A conclusion generally means the ‘end’ of a result or the last part of something.

A conclusion can have many definitions based on the subject you’re talking about, but it generally refers to the last part of an essay or text.

How to Write a Conclusion

Writing a Conclusion in KS2

Writing a good conclusion is an essential part of any text. It’s the last idea that the reader is left with once they’re finished reading, so you want to leave a good impression.

The conclusion briefly restates the main points of the writing and makes sense of any results obtained.

To write a good conclusion, you can keep these points in mind:

  • Summarise the points made in the body of the text. Then, try to write these differently from how they were written in the body.
  • Provide insight. Tell your audience what conclusion you have come to based on the information you’ve provided.
  • Provide a solution or ask open-ended questions. Give your reader something to think about after they’ve finished. Is there a solution to the issues raised? Is there further thought and action that could be taken? Are there broader implications?

In general, a good conclusion makes the reader think. It causes them to reflect on what they’ve just read and consider how this affects them or the topic they’ve read about.

It’s important to remember that the type of conclusion needed will depend on what you’re writing. For example, a text discussing the results of a science experiment will have a different ending to a piece of persuasive writing.

A conclusion to a persuasive text will have more bias since the writer tries to steer the reader to agree with their opinion and findings.

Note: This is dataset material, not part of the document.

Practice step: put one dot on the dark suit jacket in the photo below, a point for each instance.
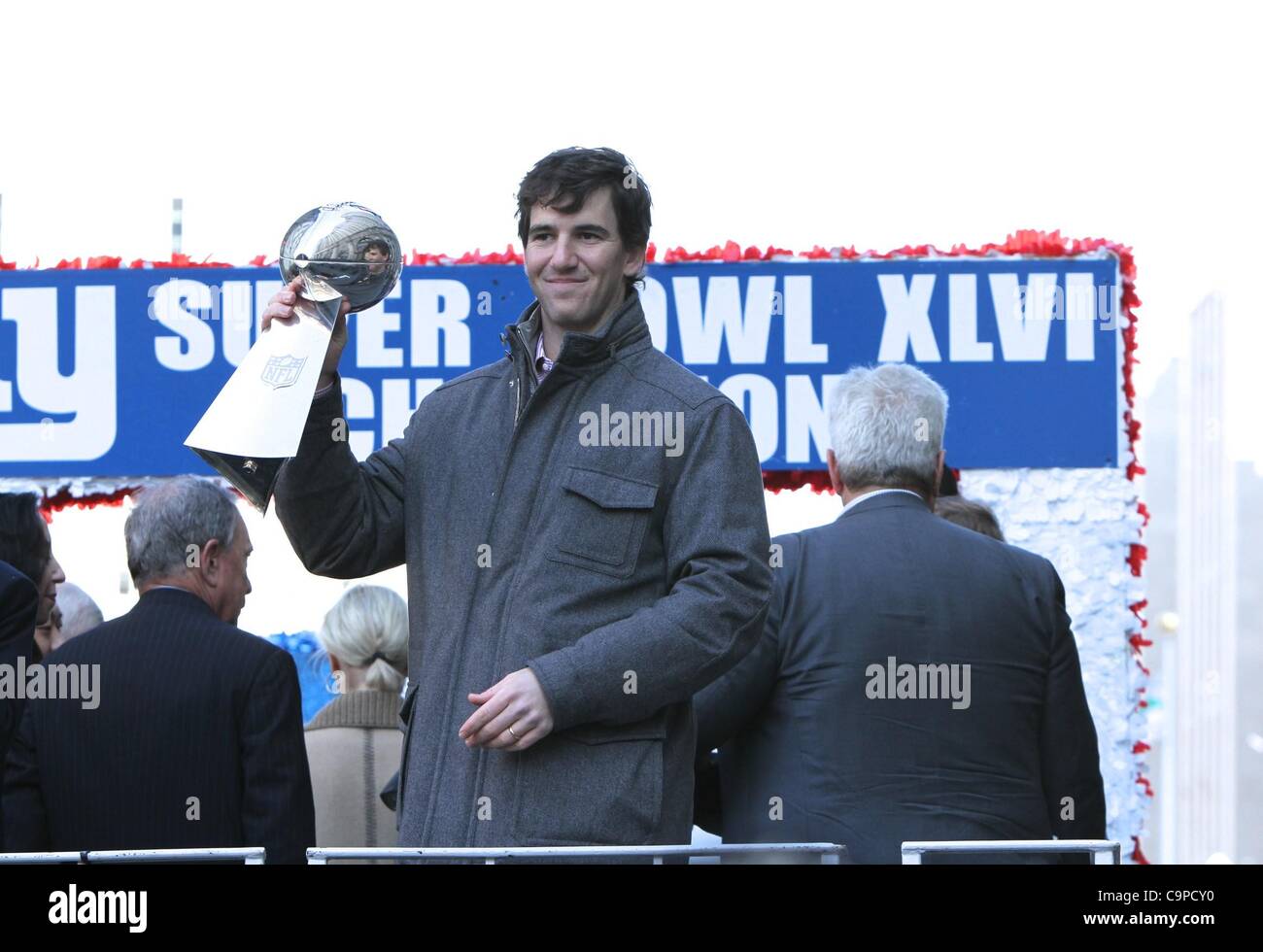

A scientific text might have a more balanced conclusion, objectively weighing the results.

What is a conclusion in logic?

In logic, a conclusion is a judgment or decision – the final idea after considering the information provided.

Jumping to a conclusion

To jump to a conclusion is a phrase used when a judgment is made about something before all the information is presented. This is often because of a preconceived bias that is held.

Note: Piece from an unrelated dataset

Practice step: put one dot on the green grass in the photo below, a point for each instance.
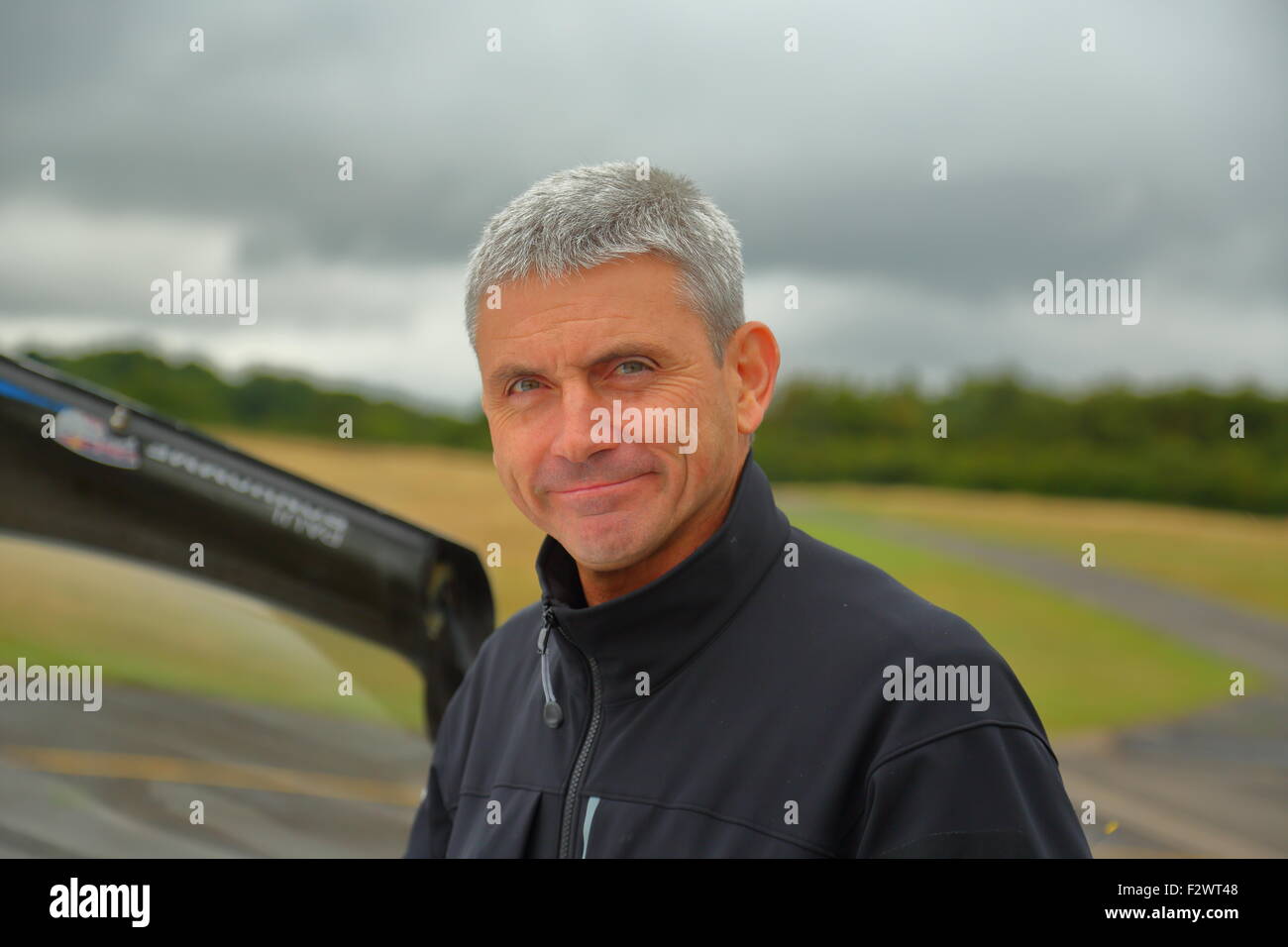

If somebody jumps to a conclusion about a certain person, this could mean that they were too critical of them or decided that something must be true or false about them before truly knowing them

Drawing a conclusion

If someone were to use all the information given to make an inference or logical judgment about a story or a mystery, they’re ‘concluding.’

Concluding implies that thought and time have been put into the decision instead of jumping to a conclusion, which means that a decision has been made irrationally and quickly without further study.

What is a conclusion in storytelling?

In storytelling, a conclusion is the end of a narrative. This is where the results of the plot points are exposed, and the loose ends are tied up.

A good narrative conclusion is somewhat similar to a decision in non-fiction texts. It summarises what has been discussed so far (the themes), pulls it all together, and encourages the reader to think or take action.